Re: huge SubtransSLRU and SubtransBuffer wait_event

Lars Aksel Opsahl <Lars.Opsahl@xxxxxxxx> · Fri, 2 Feb 2024 09:26:49 +0000

>From: James Pang (chaolpan) <chaolpan@xxxxxxxxx>Sent: Friday, February 2, 2024 7:47 AMTo:
Laurenz Albe <laurenz.albe@xxxxxxxxxxx>; pgsql-performance@xxxxxxxxxxxxxxxxxxxx <pgsql-performance@xxxxxxxxxxxxxxxxxxxx>Subject: RE: huge SubtransSLRU and SubtransBuffer wait_event
>
>  Our case is   1) we use PL/PGSQL procedure1-->procedure2 (update table
xxxx;commit);   2) application JDBC client call procedure1 (it's a long running job, sometimes it could last > 1hours).   During this time window,  other
Postgresql JDBC clients (100-200) coming in in same time , then quickly see MultiXactoffset and SubtransSLRU increased very quickly.

Hi

We had the same problem here https://gitlab.com/nibioopensource/resolve-overlap-and-gap . Here we can have more than 50 threads pushing
 millions of rows into common tables and one single final Postgis Topology structure as a final step.

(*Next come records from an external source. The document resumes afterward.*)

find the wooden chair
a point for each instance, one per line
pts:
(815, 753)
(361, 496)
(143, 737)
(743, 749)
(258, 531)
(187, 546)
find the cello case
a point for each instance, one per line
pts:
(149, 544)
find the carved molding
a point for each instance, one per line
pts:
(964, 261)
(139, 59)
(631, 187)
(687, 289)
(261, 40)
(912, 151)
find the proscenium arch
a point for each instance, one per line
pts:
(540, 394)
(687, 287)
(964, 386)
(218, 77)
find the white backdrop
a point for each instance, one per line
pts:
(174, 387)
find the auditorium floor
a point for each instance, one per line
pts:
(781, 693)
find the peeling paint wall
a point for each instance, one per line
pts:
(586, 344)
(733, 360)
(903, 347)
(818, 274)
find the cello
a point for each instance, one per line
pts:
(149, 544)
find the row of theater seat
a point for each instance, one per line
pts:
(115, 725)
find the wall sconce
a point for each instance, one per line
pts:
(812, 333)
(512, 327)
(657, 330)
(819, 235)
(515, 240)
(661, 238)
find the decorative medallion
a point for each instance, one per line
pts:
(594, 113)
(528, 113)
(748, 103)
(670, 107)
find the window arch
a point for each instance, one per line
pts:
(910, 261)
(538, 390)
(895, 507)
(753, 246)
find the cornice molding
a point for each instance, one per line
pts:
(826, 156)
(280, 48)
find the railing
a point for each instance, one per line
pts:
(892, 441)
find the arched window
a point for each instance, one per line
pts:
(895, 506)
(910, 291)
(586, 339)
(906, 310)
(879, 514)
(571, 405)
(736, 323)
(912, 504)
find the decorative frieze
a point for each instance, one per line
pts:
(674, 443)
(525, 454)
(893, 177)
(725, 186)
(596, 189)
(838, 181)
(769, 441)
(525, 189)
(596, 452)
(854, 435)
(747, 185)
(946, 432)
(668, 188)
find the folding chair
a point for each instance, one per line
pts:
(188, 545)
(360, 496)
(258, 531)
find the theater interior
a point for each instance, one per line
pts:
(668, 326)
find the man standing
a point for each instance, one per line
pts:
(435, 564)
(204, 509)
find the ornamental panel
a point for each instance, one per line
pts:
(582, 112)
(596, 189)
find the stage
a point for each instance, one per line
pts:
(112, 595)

We also need to run try catch. The code is wrapped into functions and procedures and called from
psql .

Just to test we tried compile with a higher number of subtrans locks and that just made this problem appear just a little bit later.

For us the solution was to save temporary results in array like this

https://gitlab.com/nibioopensource/resolve-overlap-and-gap/-/commit/679bea2b4b1ba4c9e84923b65c62c32c3aed6c21#a22cbe80eb0e36ea21e4f8036e0a4109b2ff2379_611_617

. The clue is to do as much work as possible without involving any common data structures for instance like using arrays to hold temp results
 and not use a shared final table before it's really needed.

Then later at a final step we insert all prepared data into a final common data structure and where we also try to avoid try catch when
 possible. Then system can then run with verry high CPU load for 99% of the work and just at then verry end we start to involve the common database structure.

Another thing to avoid locks is let each thread work on it's down data as much possible, this means breaking up the input and sort what's
 unique data for this tread and postpone the common data to a later stage. When for instance working with Postgis Topology we actually split data to be sure that not two threads works on the same area and then at later state another thread push shared data/area
 in to the final data structure.

This steps seems to have solved this problem for us which started out here https://postgrespro.com/list/thread-id/2478202

Lars